O amor para com o próximo tem uma conotação cristológica, pois deve adequar-se ao dom que Cristo fez da própria vida: «Nisto conhecemos a caridade: Ele (Jesus) deu a Sua vida por nós, e nós devemos dar a vida pelos nossos irmãos» (1 Jo 3, 16). Enquanto medido segundo o amor de Cristo, ele pode chamar-se «mandamento novo», que permite reconhecer os verdadeiros discípulos: «Um novo mandamento vos dou: Que vos ameis uns aos outros; assim como Eu vos amei, vós também vos deveis amar uns aos outros. É por isto que todos saberão que sois Meus discípulos: Se vos amardes uns aos outros» (Jo 13, 34-35). O significado cristológico do amor do próximo resplandecerá na segunda vinda de Cristo. Precisamente então, com efeito, se constatará que o metro de juízo da adesão a Cristo, é justamente o exercício quotidiano e visível da caridade para com os irmãos mais necessitados: «Eu estava com fome e Me destes de comer...» (cf. Mt 25, 31-46).
Só quem se deixa envolver pelo próximo e pelas suas indigências, mostra de maneira concreta o seu amor por Jesus. O fechamento e a indiferença para com o «outro» significam fechar-se ao Espírito Santo, esquecer-se de Cristo e negar o amor universal do Pai.
Saudações
Amados peregrinos vindos do Brasil e de outros países de língua portuguesa, dou-vos as minhas boas-vindas, com um obrigado por todas as vezes que lembrastes junto de Deus as intenções do meu ministério de Sucessor de Pedro, que há vinte e um anos me foi entregue. Deus vos pague, derramando sobre vós e as vossas famílias a abundância das bênçãos do Céu!

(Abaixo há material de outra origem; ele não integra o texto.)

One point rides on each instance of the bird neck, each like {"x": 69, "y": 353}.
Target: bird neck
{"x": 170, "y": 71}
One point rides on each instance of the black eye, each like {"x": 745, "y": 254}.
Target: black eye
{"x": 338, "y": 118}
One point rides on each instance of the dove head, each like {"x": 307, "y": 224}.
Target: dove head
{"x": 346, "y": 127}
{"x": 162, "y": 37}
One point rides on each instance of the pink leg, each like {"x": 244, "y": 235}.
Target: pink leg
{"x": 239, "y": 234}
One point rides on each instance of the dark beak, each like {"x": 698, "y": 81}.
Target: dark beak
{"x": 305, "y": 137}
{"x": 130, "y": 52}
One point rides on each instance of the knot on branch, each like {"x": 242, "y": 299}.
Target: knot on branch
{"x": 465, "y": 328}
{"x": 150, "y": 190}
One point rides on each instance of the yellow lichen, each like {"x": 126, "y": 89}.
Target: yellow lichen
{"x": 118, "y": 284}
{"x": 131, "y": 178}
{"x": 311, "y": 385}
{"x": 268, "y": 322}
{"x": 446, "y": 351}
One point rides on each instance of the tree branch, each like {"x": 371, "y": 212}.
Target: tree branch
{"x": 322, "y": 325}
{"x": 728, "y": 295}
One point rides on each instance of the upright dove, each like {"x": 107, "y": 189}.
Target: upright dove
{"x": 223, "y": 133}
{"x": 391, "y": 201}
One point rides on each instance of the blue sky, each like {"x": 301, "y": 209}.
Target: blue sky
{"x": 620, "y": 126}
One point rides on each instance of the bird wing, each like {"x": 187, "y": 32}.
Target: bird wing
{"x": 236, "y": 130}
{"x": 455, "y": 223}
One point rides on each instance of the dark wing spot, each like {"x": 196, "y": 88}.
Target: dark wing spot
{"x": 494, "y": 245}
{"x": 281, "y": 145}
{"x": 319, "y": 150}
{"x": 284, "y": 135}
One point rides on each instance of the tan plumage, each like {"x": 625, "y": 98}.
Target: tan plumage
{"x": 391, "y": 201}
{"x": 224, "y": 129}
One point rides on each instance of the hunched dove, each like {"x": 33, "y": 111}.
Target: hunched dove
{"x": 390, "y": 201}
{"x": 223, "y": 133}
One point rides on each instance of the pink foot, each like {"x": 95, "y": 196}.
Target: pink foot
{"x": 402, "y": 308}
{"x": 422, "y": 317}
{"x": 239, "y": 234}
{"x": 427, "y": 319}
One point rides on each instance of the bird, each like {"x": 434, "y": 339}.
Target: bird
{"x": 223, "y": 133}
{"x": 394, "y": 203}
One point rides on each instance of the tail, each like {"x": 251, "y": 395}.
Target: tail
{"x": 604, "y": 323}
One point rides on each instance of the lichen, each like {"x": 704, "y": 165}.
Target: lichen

Dirijo agora uma saudação cordial aos peregrinos de língua italiana. Em particular, saúdo os participantes no centésimo Congresso da Sociedade Italiana de Medicina Interna. Caríssimos, agradeço a vossa visita e a qualificada acção no campo da Medicina clínica nacional e internacional. De coração formulo votos por que o vosso importante trabalho ao serviço do homem produza frutos copiosos, fortalecendo nos cidadãos a consciência do valor sagrado da vida e empenhando-os na defesa do direito de cada ser humano ver sumamente respeitado este bem primordial. Saúdo as vossas famílias e quantos se unem a vós para celebrar esta significativa comemoração. Deus abençoe as vossas pessoas e vos ajude na vossa actividade.
Enfim, dirijo o meu pensamento aos Jovens, aos Doentes e aos jovens Casais.
Caríssimos, o mês de Outubro convida-nos a renovar a nossa activa cooperação na missão da Igreja. Com as viçosas energias da juventude, a força da oração e do sacrifício, e o vigor da vida conjugal, sabei ser missionários do Evangelho, oferecendo o vosso apoio concreto a quantos se dedicam a transmiti-lo a quem ainda não o conhece.